What we found was immunotherapy looked worse than chemotherapy early in follow-up, but if you followed patients out long enough, the patients who survived over time ultimately did better on immunotherapy than chemotherapy. About six months after we published that result, the RCT completed; they published their results and their results were amazingly similar. We were able to fill that evidentiary gap, move the evidence forward sooner, and answer this question for oncologists. 

So what does that tell you? What's the conclusion from that head-to-head comparison?

I really think of all the evidence we generate from different study designs as fitting together in complementary ways — building an edifice of evidence that we should consider as a whole, rather than focusing on any single study.

We can look at an RCT and say, “I’m concerned about how generalizable this is,” or point out specific flaws. Real-world data can help address some of those limitations—but it also comes with its own biases, some of which can’t be completely solved. The lack of randomization means there’s always the possibility of confounding; you can never be entirely sure you’ve accounted for every relevant patient variable.
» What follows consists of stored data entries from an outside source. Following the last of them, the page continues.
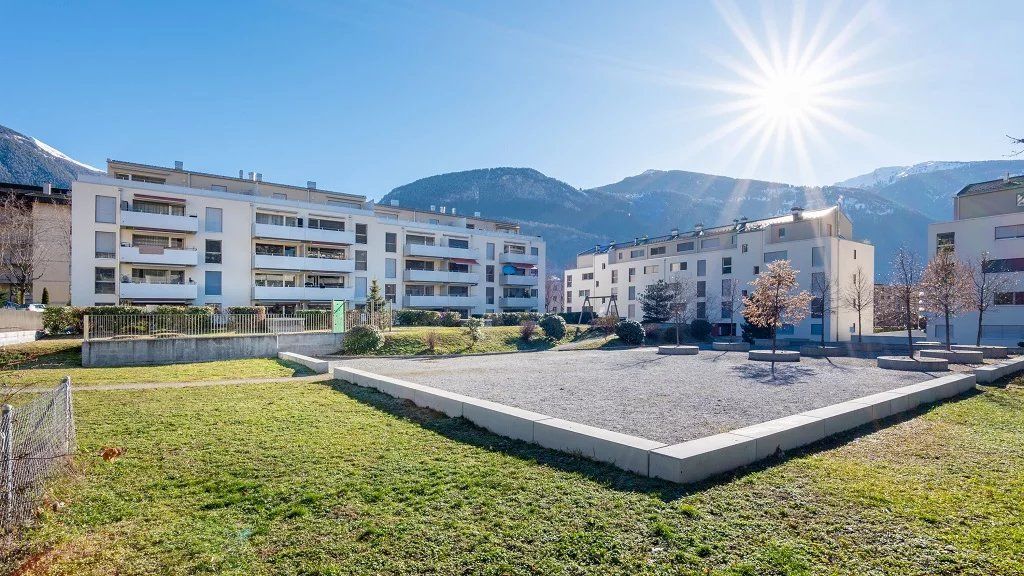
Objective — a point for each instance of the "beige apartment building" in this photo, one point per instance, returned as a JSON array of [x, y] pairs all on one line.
[[148, 235], [721, 261]]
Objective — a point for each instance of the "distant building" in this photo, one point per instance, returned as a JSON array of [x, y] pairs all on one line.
[[723, 260], [987, 217], [51, 237]]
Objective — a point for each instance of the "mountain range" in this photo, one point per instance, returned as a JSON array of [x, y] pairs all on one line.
[[890, 206]]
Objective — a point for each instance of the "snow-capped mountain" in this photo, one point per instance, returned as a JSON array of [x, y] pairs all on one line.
[[29, 161]]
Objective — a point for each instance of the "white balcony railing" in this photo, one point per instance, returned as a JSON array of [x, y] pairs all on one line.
[[136, 290], [441, 277], [442, 301], [147, 220], [303, 234], [283, 293], [530, 302], [440, 251], [518, 280], [267, 261], [159, 255], [512, 258]]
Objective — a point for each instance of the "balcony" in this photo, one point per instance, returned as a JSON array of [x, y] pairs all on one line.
[[267, 261], [511, 258], [148, 220], [140, 291], [530, 302], [285, 293], [303, 234], [442, 301], [440, 277], [159, 255], [428, 251], [518, 280]]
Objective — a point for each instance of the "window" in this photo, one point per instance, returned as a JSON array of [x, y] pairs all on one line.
[[213, 251], [212, 287], [1015, 231], [104, 281], [105, 206], [214, 219], [817, 256], [105, 245]]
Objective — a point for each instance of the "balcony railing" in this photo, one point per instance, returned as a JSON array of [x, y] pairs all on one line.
[[303, 234], [159, 255], [150, 220], [270, 261], [430, 251], [441, 277]]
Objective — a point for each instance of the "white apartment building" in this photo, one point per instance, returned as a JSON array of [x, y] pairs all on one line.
[[987, 217], [722, 261], [151, 235]]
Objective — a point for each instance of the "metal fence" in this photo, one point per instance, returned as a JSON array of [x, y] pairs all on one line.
[[129, 326], [37, 440]]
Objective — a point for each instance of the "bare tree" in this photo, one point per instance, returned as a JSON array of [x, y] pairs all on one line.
[[988, 282], [905, 287], [774, 299], [857, 296]]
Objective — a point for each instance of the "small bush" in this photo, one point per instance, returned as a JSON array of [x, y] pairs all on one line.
[[363, 339], [451, 318], [553, 326], [700, 329], [527, 329], [630, 332]]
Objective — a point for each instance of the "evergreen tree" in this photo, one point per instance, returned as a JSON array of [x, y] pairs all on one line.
[[656, 301]]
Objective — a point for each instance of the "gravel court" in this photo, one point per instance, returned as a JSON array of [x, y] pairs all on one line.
[[670, 399]]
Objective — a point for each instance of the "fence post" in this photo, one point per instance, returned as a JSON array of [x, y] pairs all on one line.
[[7, 461]]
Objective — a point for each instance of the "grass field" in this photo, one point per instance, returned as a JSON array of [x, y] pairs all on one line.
[[331, 479], [43, 363]]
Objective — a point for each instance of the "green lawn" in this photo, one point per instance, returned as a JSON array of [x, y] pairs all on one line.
[[331, 479], [43, 363]]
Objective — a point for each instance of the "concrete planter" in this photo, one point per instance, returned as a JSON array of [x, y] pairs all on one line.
[[731, 346], [678, 351], [956, 357], [908, 364], [987, 352], [777, 356], [821, 352]]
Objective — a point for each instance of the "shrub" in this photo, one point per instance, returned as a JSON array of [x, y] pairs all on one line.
[[363, 339], [451, 318], [700, 329], [553, 326], [526, 330], [630, 332]]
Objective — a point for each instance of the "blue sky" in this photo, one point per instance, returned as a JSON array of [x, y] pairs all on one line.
[[365, 96]]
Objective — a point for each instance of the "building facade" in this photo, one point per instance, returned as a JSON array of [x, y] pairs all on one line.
[[722, 261], [988, 217], [151, 235]]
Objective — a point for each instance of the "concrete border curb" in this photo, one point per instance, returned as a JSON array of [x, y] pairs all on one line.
[[685, 462]]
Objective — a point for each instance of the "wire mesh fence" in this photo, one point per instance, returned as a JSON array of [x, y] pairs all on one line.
[[131, 326], [37, 440]]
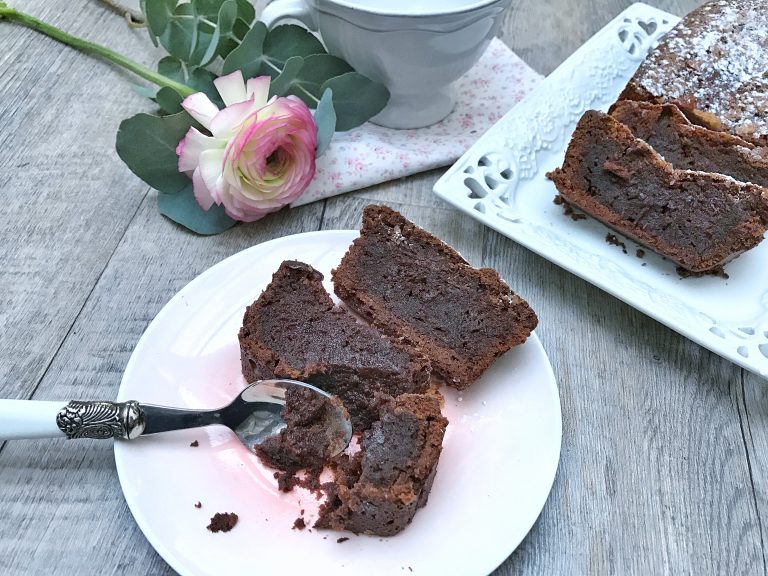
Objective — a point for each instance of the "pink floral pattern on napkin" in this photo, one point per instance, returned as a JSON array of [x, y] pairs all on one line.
[[372, 154]]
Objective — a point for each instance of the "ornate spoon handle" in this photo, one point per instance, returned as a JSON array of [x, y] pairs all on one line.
[[76, 419]]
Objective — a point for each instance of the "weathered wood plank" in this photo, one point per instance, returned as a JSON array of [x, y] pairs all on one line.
[[62, 500], [67, 198]]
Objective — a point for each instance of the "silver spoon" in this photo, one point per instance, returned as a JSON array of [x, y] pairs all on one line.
[[253, 415]]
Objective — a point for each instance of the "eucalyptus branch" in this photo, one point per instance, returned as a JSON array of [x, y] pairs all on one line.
[[134, 19], [88, 47]]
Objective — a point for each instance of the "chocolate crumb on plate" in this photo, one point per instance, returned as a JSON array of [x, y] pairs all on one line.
[[223, 522], [299, 524]]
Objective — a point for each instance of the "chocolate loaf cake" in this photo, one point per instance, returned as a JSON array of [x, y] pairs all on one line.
[[294, 331], [378, 490], [698, 220], [690, 147], [713, 66], [412, 286]]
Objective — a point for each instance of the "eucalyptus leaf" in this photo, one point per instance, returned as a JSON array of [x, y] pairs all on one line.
[[246, 12], [183, 209], [291, 40], [169, 100], [147, 144], [325, 120], [248, 56], [356, 99], [280, 85], [317, 69]]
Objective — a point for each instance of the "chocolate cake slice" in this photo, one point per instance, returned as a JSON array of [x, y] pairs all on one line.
[[698, 220], [687, 146], [713, 65], [378, 490], [294, 331], [411, 285]]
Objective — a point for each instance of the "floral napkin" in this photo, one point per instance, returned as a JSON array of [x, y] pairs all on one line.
[[372, 154]]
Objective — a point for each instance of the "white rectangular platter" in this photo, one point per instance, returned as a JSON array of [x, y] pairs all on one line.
[[501, 182]]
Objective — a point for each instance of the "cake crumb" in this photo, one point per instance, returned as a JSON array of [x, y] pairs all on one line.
[[223, 522], [299, 524], [614, 241]]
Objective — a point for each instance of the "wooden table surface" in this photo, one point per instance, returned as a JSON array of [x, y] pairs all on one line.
[[664, 464]]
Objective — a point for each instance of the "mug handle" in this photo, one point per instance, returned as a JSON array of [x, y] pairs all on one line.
[[279, 10]]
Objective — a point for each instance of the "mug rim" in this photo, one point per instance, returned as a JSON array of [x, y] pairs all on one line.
[[384, 12]]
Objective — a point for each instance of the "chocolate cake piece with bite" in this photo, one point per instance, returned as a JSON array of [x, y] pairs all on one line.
[[294, 330], [305, 442], [413, 286], [698, 220], [690, 147], [712, 64], [379, 489]]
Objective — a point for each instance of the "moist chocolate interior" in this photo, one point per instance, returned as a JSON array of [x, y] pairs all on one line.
[[294, 331], [378, 490], [690, 147], [700, 215], [409, 284]]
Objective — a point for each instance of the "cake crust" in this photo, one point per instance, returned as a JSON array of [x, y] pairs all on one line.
[[295, 331], [413, 286], [712, 65], [698, 220]]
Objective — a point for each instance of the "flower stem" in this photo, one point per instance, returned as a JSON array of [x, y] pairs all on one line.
[[92, 48]]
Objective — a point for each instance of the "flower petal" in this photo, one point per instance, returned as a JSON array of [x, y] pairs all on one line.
[[202, 194], [211, 162], [258, 89], [226, 122], [231, 87], [190, 148], [200, 108]]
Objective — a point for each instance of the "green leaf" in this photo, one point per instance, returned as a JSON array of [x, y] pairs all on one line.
[[317, 69], [198, 78], [246, 12], [291, 40], [356, 99], [183, 209], [169, 100], [325, 120], [147, 144], [248, 56], [280, 85]]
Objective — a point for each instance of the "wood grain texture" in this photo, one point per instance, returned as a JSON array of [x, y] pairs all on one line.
[[664, 466]]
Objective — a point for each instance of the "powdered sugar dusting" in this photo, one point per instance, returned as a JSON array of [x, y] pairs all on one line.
[[716, 60]]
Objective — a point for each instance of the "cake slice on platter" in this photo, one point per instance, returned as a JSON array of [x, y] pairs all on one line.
[[699, 220]]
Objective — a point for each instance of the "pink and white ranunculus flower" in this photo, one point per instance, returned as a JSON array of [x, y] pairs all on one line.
[[260, 154]]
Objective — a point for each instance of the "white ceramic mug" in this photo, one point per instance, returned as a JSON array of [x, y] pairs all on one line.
[[416, 48]]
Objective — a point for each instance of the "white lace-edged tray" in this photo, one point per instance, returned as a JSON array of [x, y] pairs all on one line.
[[501, 182]]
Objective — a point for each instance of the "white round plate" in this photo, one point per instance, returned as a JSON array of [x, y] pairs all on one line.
[[499, 458]]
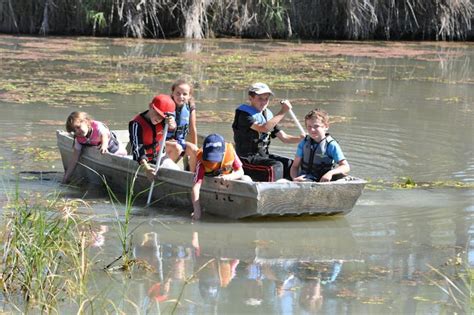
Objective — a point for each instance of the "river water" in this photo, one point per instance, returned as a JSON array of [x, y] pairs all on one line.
[[400, 111]]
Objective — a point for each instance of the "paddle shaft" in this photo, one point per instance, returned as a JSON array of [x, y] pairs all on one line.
[[158, 161], [297, 122]]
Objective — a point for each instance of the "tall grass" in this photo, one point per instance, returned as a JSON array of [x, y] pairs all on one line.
[[311, 19], [44, 252]]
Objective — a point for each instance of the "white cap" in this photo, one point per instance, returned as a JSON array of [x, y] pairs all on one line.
[[260, 88]]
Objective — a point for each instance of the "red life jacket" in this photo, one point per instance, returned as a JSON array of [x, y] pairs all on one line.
[[93, 139], [151, 136]]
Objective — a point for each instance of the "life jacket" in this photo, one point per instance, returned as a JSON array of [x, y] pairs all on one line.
[[91, 139], [182, 124], [249, 141], [224, 168], [316, 162], [151, 136]]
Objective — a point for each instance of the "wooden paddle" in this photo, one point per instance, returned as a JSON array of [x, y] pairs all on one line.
[[295, 119], [158, 160]]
That’s why we need both. We need real-world data studies to help confirm that RCT findings actually translate to real-world settings. But we also need RCTs—the high-quality, carefully controlled data that provide the bedrock of evidence we can be confident in. I wouldn’t trust any one study on its own; the answer comes from considering all the evidence together.

And I think it’s also important to remember that science is self-correcting. When I present about electronic health records and real-world data, people sometimes say, “But the data are so messy. How do you know you’re getting the right answer?” My response is that we’re doing the best, highest-quality study we can while acknowledging the biases and limitations. And we’ll do another study. This isn’t the end of the chain of evidence. Future research will continue to refine what we know, update the evidence, and bring us closer to the right answer.
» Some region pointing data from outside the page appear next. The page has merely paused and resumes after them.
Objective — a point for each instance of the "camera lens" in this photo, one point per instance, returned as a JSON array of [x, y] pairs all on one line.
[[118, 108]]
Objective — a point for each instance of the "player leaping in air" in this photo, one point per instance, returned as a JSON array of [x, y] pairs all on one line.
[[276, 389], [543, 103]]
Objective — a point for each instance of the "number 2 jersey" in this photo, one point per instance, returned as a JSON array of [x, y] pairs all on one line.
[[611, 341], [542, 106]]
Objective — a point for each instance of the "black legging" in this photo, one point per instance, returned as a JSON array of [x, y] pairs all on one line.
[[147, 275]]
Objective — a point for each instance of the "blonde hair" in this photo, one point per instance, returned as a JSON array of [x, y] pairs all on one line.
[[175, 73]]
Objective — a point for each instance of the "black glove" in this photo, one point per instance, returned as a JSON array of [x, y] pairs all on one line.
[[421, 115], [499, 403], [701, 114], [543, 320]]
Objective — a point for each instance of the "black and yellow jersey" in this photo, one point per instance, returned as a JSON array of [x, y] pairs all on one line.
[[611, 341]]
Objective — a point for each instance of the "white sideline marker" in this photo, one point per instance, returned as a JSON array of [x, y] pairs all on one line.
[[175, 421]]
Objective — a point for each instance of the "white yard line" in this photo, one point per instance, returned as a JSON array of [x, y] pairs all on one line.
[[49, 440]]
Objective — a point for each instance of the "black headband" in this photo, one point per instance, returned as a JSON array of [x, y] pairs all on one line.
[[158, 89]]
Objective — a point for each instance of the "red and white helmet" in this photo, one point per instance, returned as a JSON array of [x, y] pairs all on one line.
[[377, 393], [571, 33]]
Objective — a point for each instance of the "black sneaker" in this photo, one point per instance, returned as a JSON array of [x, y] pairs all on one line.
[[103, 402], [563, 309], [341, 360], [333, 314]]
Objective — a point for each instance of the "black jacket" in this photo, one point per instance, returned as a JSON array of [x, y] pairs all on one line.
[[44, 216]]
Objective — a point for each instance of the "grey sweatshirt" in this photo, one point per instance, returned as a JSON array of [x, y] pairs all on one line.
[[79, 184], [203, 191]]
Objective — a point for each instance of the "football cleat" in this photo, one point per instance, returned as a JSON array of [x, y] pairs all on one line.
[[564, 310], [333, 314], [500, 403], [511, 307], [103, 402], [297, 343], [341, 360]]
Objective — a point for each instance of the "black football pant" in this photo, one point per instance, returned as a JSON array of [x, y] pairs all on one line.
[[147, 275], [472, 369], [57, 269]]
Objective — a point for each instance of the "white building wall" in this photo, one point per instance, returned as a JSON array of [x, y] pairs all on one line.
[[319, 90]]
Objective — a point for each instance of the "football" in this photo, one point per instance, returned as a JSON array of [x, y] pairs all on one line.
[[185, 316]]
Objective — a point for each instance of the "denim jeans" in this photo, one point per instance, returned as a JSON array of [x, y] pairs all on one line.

“ We need real-world data studies to help confirm that RCT findings actually translate to real-world settings. But we also need RCTs—the high-quality, carefully controlled data that provide the bedrock of evidence we can be confident in. I wouldn’t trust any one study on its own; the answer comes from considering all the evidence together. ”

Rebecca Hubbard the Carl Kawaja and Wendy Holcombe Professor of Public Health and professor of biostatistics and data science at Brown

It sounds like randomized control trials and real-world data are kind of in conversation with each other.

That's what I think. RCTs are sometimes called “pivotal,” as if the pivotal trial gives us the final answer about whether a treatment is effective. But in reality, science never really ends. Patient populations change over time, as do disease characteristics and risk factors, so we always need to keep updating the evidence. In that sense, the RCT starts the conversation, and the real-world data help carry it forward.